How is Dominion Diamond doing at Ekati?
Dominion Diamond took over operations of Ekati last year after the purchase. Since then, the company hasn't been slacking. During Q1 2015, Dominion Diamond plucked more small diamonds from the ore, meaning its flagship mine is also ahead of production estimates. The company fetched a higher than expected average carat price, reporting better than expected sales of $92.8 million. During the quarter, Dominion Diamond also earned, but excluded, an additional $6.9 million for diamonds recovered from excavation material.
Meanwhile, Dominion Diamond is busy investing in bringing new sources of production online at the mine.
Current diamond reserves are expected to be depleted by 2019, but the company expects its Jay project to be the future beyond that. The Jay pipe is projected to be larger and contain more carats of diamonds than any pipe mined at Ekati thus far. It's expected to add about 10 years to Ekati's mine life, and Dominion Diamond claims to have a new plan for the project that will allow it be built faster and with less environmental impact. According to that plan, construction could begin in 2016 and production will coincide with the depletion of the current reserves in 2019.
What about Dominion Diamond's finances?
Dominion Diamond has a sharp balance sheet and a history of savvy financial management. Instead of using debt to acquire Ekati, Dominion Diamond turned its back on available credit lines and used cash. The company currently has a $45 million revolving credit facility with Antwerp Diamond Bank, which had a zero balance as of last quarter.
This new diamond miner reported $212.5 million in cash and cash equivalents, $115 million of restricted cash (required by the government for future reclamation efforts), and a rough diamond inventory valued at $285 million, as of the end of Q1 2015.
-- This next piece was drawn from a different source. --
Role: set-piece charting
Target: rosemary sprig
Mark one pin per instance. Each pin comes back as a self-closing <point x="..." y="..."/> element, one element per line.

During that quarter, in which the company booked a $10.7 million net profit, earnings per share more than tripled, jumping to $0.17 from $0.04 a year earlier. Dominion Diamond is currently trading at 2.5 times earnings. Yet over the past year, its shares have languished, failing to maintain a push above $15, and are currently hovering in the red.
Keep Dominion Diamond on the radar
Dominion Diamond appears highly overlooked, underestimated, and undervalued. Investors shouldn't sleep on this stock. Granted, it may seem a like a leap of faith to believe a company can successfully jump from jewelry to mining, but Dominion Diamond is pulling it off, and the future looks bright as the company's results are continually improving.
Analysts are bullish; eight have a buy rating on the shares alongside one who has a hold, according to Bloomberg data. If you aren't ready to jump on board, at least put Dominion Diamond on your watchlist. Its second fiscal quarter of 2015 ends this month, so be on the lookout for the results.